Je referme « Et jamais ne reviens » avec encore cette sensation d’oppression qui m’a accompagnée tout au long de ma lecture. Ce premier roman de Raphaël Monégier, aux éditions Buchet Chastel, m’a happée dès les premières pages, au point que je l’ai littéralement dévoré en un week-end, incapable de m’en détacher.
L’histoire nous entraîne aux côtés de Camille, Lucas et Théo, trois amis partis pour une escapade en Corse, entre réflexions intellectuelles et paysages sauvages, avec Desireless en bande-son. Mais leur voyage bascule brutalement lorsque leur voiture tombe en panne sur une route isolée.

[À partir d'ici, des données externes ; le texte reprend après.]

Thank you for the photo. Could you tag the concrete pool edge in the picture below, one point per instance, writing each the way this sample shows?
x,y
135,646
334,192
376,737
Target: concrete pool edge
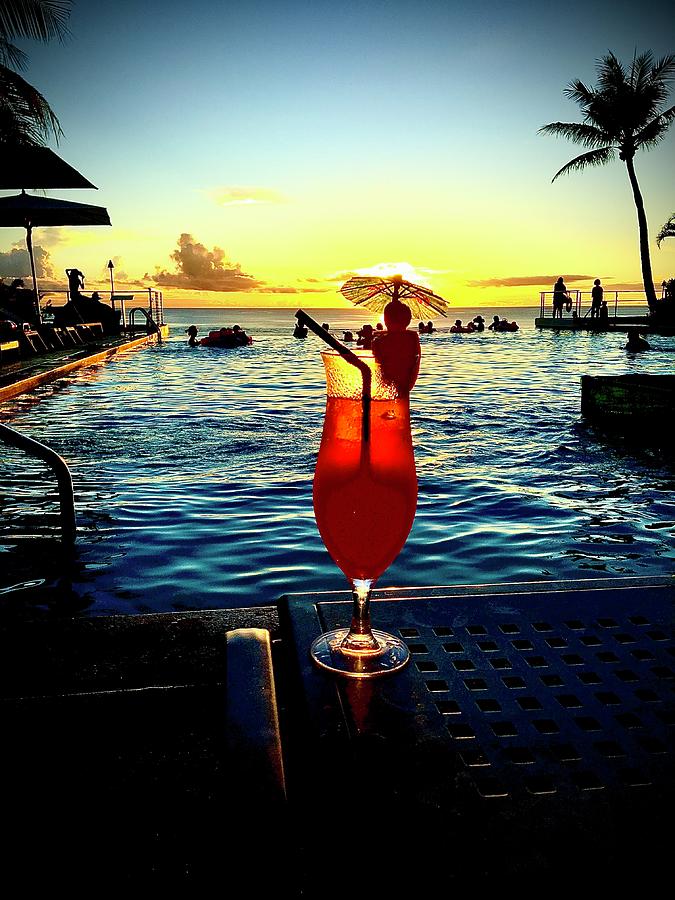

Très vite, une présence inquiétante s’impose, une menace qui se précise dans l’ombre des montagnes corses. Ce qui devait être une parenthèse devient une traque impitoyable, un engrenage dont ils ne semblent plus pouvoir s’échapper !
Pendant ma lecture, j’ai ressenti une tension constante, presque suffocante, quasiment oppressante. L’atmosphère est lourde, glaçante, et m’a tenue en haleine du début à la fin. Je me suis surprise à ressentir une forme d’angoisse diffuse, renforcée par ce sentiment d’isolement total. L’auteur joue habilement avec nos nerfs et parvient à créer un véritable huis clos à ciel ouvert, où chaque bruit, chaque silence devient suspect.
Les personnages, quant à eux, m’ont semblé crédibles et humains dans leurs réactions. Face à la peur, leurs personnalités se dévoilent, évoluent, parfois se fissurent. J’ai particulièrement apprécié la manière dont leurs dynamiques changent sous la pression, rendant leurs interactions encore plus intenses et réalistes.
L’intrigue est menée avec efficacité, sans temps mort. J’ai été déroutée à plusieurs reprises, ne sachant jamais vraiment à quoi m’attendre. Le récit soulève aussi des questions troublantes sur la Corse, ses traditions et son identité. J’ai parfois eu l’impression d’être face à une vision volontairement caricaturale et carrément cliché à la sauce « L’Enquête Corse » (oui, le film avec Jean Reno), presque dérangeante, au point de m’interroger sur la part de réalité derrière ces représentations. Ce flou entre fiction et possible vérité ajoute une dimension supplémentaire au roman, même s’il peut aussi déstabiliser.
Au-delà du simple thriller, cette lecture m’a aussi amenée à réfléchir à la notion d’appartenance. À travers cette confrontation brutale entre « ceux du dedans » et « ceux du dehors », je me suis interrogée sur ce qui définit un groupe, une identité collective, et sur la manière dont elle peut parfois se transformer en rejet, voire en violence. Le roman met en lumière une forme de patriotisme exacerbé qui questionne : jusqu’où peut-on aller pour défendre un territoire, une culture, une identité ? Cette dimension sociologique m’a particulièrement marquée, car elle donne au récit une portée bien plus large qu’un simple jeu de survie.
La plume de l’auteur est directe, incisive, parfaitement adaptée au genre. Elle va à l’essentiel tout en installant une ambiance oppressante qui ne nous lâche jamais. Les descriptions, sans être excessives, suffisent à nous immerger complètement dans ce décor aussi sublime qu’hostile.
Ce thriller ne se contente pas de raconter une chasse à l’homme haletante, il dérange, questionne et laisse une empreinte durable. Entre tension extrême et réflexion sur l’identité et l’appartenance, Et jamais ne reviens s’impose comme une lecture aussi prenante que troublante, capable de te faire frissonner tout en t’obligeant à regarder au-delà du simple divertissement !
Je tiens à remercier Babelio et les éditions Buchet Chastel pour l’envoi de ce livre et leur confiance.